De qualquer modo, a administração por banda do cabeça-de- casal está apenas ao serviço do património hereditário, que deve ser exercida com zelo e prudência (alínea b) do n.º 1 do art. 2086º do CC). O património hereditário não pode ser colocado, antes da partilha, ao serviço ou satisfação dos interesses de qualquer dos herdeiros ou cônjuge meeiro, apenas tendo estes o direito de exigir do cabeça-de-casal a distribuição por todos até metade dos rendimentos que lhes caibam (art. 2092º do CC).

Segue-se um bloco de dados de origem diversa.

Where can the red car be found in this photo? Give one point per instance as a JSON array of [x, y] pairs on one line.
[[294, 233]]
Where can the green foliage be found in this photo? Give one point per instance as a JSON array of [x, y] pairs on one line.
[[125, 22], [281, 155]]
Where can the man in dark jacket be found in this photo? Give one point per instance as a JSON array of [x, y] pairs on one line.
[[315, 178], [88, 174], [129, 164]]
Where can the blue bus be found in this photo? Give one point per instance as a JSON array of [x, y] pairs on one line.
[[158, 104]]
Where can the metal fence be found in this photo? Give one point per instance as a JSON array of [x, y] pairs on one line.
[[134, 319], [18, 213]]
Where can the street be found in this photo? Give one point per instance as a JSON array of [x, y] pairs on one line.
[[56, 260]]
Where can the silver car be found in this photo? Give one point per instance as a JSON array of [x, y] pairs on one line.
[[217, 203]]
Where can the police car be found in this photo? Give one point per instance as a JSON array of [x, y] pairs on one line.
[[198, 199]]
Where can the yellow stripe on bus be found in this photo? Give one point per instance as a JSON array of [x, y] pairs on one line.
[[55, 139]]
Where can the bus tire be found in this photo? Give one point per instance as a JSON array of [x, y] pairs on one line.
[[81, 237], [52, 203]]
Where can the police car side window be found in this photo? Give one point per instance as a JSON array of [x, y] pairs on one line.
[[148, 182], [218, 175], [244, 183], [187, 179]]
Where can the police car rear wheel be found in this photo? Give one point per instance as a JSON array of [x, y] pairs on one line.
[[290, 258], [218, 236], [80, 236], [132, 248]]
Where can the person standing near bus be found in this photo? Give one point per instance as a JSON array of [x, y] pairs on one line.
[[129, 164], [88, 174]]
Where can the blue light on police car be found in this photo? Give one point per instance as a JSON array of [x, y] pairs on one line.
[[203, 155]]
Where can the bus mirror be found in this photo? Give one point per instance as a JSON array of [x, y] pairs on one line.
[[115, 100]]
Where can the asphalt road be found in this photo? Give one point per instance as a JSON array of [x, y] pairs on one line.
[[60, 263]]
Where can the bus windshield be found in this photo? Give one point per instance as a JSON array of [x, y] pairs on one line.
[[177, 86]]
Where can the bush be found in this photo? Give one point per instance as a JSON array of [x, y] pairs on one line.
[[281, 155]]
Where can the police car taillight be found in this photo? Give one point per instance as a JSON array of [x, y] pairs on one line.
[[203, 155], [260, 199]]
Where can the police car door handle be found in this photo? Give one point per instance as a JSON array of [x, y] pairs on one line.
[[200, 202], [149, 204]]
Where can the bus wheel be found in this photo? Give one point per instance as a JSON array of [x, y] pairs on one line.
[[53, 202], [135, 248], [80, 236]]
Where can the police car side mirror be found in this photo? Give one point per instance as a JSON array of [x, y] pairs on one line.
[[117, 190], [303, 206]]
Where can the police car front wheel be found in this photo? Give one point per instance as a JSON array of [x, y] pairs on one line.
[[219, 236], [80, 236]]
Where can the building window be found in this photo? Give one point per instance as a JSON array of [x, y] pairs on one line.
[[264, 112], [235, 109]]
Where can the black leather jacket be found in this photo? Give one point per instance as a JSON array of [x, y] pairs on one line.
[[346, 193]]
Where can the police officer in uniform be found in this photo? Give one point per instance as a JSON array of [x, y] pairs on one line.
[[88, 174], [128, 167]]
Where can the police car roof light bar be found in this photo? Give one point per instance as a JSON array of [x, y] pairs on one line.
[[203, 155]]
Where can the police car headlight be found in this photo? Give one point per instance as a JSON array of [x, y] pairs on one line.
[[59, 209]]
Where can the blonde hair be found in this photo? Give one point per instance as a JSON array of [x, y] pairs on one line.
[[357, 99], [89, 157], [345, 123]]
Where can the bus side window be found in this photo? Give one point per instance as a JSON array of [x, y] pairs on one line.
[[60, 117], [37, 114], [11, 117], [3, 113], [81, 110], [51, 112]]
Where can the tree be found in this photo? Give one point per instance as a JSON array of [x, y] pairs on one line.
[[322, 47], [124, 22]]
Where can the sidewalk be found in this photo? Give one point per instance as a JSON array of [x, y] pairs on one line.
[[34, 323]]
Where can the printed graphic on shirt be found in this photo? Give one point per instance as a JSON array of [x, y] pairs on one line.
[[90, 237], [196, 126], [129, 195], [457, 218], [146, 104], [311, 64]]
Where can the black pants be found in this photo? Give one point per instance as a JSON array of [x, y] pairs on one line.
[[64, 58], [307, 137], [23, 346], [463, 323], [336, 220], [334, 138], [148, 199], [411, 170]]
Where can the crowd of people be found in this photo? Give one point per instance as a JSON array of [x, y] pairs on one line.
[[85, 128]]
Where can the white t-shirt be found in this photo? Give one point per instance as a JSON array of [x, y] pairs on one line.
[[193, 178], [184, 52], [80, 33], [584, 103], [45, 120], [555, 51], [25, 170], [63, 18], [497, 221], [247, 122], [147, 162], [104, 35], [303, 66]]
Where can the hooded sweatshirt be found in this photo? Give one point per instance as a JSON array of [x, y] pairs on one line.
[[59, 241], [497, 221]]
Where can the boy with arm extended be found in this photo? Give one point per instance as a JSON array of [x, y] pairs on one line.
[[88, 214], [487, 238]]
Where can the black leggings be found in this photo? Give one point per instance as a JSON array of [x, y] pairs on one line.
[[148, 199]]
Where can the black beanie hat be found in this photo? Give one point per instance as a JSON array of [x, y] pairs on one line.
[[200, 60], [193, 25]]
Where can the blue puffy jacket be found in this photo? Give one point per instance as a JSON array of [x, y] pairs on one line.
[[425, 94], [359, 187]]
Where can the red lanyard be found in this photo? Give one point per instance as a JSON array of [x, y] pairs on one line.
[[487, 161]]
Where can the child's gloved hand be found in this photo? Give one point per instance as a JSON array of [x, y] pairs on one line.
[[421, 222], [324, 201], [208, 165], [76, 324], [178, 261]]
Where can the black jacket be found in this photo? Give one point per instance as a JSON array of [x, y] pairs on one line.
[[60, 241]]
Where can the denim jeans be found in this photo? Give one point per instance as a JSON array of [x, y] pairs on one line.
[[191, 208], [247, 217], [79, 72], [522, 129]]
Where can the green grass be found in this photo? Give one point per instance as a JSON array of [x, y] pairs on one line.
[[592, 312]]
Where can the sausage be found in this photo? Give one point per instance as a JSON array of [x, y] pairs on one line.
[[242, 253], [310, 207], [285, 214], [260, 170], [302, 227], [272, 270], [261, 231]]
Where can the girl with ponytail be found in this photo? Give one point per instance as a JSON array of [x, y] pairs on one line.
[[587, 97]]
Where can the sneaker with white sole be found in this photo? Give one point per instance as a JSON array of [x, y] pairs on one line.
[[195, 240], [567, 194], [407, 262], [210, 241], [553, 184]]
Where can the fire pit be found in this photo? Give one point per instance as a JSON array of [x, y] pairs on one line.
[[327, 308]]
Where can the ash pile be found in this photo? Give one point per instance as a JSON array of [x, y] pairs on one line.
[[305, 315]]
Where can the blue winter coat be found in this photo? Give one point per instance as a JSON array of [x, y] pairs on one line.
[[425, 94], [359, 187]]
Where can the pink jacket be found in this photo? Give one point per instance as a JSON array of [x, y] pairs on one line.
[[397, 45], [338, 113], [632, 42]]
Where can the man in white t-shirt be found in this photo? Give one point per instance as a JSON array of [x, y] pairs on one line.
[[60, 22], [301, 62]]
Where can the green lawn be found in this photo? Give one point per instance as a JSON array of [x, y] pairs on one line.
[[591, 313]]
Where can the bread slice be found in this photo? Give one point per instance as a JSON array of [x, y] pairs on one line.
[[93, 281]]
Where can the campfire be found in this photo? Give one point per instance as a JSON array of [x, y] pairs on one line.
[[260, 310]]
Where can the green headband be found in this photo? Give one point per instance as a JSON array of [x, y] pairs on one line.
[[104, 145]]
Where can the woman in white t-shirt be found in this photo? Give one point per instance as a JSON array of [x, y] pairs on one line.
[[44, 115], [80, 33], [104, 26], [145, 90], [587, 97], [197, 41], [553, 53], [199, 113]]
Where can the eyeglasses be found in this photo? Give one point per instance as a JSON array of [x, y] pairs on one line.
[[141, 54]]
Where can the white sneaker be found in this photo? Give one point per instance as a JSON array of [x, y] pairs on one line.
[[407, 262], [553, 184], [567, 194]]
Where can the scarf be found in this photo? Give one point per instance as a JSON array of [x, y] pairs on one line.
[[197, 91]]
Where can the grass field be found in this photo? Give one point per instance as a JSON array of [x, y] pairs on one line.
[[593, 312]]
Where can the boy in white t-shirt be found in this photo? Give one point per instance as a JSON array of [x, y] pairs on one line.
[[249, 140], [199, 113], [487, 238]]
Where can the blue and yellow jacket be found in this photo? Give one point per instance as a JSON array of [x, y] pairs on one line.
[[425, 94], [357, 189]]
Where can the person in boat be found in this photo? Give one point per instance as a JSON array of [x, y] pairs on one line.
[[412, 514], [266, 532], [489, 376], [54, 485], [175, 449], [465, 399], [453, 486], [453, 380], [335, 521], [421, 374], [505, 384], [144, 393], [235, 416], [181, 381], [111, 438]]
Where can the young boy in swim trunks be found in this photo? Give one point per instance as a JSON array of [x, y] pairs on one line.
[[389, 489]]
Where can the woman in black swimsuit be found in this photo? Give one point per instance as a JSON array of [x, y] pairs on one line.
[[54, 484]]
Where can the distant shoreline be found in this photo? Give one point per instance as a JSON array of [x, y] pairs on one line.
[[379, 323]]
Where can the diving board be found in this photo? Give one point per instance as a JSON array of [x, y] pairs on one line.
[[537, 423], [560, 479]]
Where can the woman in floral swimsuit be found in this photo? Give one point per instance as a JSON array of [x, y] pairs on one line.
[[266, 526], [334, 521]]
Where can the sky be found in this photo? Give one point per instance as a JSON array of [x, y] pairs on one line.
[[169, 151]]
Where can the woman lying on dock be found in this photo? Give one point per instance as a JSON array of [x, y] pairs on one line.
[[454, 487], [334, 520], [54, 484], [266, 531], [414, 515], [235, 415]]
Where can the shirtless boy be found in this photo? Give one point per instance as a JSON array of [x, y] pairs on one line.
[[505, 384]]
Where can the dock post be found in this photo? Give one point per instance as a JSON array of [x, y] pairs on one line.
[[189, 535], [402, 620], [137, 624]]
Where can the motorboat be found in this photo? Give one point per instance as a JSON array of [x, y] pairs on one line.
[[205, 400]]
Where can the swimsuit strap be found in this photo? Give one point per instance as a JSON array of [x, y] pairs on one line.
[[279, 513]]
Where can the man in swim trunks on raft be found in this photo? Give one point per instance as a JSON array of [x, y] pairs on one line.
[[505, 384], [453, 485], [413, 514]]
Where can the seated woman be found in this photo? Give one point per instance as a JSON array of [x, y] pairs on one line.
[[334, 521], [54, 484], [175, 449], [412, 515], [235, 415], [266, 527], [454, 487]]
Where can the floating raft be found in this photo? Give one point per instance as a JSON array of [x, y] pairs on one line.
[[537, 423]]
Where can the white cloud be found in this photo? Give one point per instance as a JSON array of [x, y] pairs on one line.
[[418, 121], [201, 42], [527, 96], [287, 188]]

Ora, no caso ajuizado, a cônjuge meeira, exercendo as funções de cabeça-de-casal, alegou ter levantado todos os depósitos bancários alguns dias após o decesso do inventariado, com a finalidade de pagar despesas da herança, designadamente, contribuições e impostos e gastos com a administração e conservação dos imóveis, receio de bloqueio das contas bancárias por parte do ora Agravante, seu filho, ficando, assim, impossibilitada de prover ao seu sustento e despesas de saúde, atenta a sua avançada idade. Manifestamente, não se compreende que os invocados gastos com a administração ordinária da herança justifiquem o levantamento da avultada quantia depositada (€ 77.810,34) e a forma tão célere como ocorreu, como carece de qualquer sentido poder o herdeiro MANUEL Decorre dos autos o mau relacionamento existente entre o interessado Manuel e os demais interessados (a cabeça-de-casal, sua mãe, e o irmão António). , ora Agravante, “bloquear” as duas contas que existiam no B.P.I. em nome do de cujus. Ao proceder ao levantamento de todas as quantias depositadas em nome do inventariado, e muito embora as tenha incluído na relação de bens, a cabeça-de-casal exorbitou claramente dos poderes de administração ordinária que lhe assistem no desempenho daquele cargo. Afinal, apesar de relacionado, deixou de existir qualquer depósito bancário em nome do inventariado, para passar a existir, dando crédito à alegação da cabeça-de-casal, uma conta de depósito em nome desta. E para os interessados na herança indivisa não é indiferente estar o dinheiro depositado em nome do inventariado ou em nome da cabeça-de-casal. São as quantias em dinheiro depositadas, existentes na data do óbito do inventariado e em nome deste, que integram a herança e devem ser relacionadas. Compreende-se que a cabeça-de-casal pudesse movimentar os juros dessas contas para acudir às despesas de funeral, sufrágios ou encargos da administração, mas não mais do que isso (art. 2090º, n.º2 do CC). O levantamento dos depósitos bancários, no circunstancialismo presente, só seria, pois, legalmente permitido por acordo de todos os interessados (no caso, a cabeça-de-casal e os seus dois filhos) Cfr. acórdão da Relação do Porto, sumariado no BMJ n.º 386º, p. 509). .
Sendo assim, e diversamente do entendimento perfilhado na decisão impugnada, justifica-se que a cabeça-de-casal deposite no B.P.I., como integrando o património hereditário deixado pelo falecido marido, as quantias em dinheiro que indevidamente levantou daquele Banco, fazendo prova nos autos desse depósito. Foi requerido o depósito à ordem do Tribunal, mas tal não se impõe.
É de acolher, pois, e no essencial, a tese sufragada pelo Agravante, não podendo subsistir o despacho recorrido que indeferiu o requerimento de depósito das quantias levantadas pela cabeça-de-casal.

III)- DECISÃO

Nos termos e pelos motivos expostos, acorda-se em.
1- Conceder provimento ao recurso.
2- Deferir o requerido pelo Agravante, e, consequentemente, revogar o despacho impugnado que deve ser substituído por outro a notificar a cabeça-de-casal para proceder ao depósito bancário, pela forma acima enunciada e em prazo a conceder.
3- Condenar a Agravada nas custas do recurso.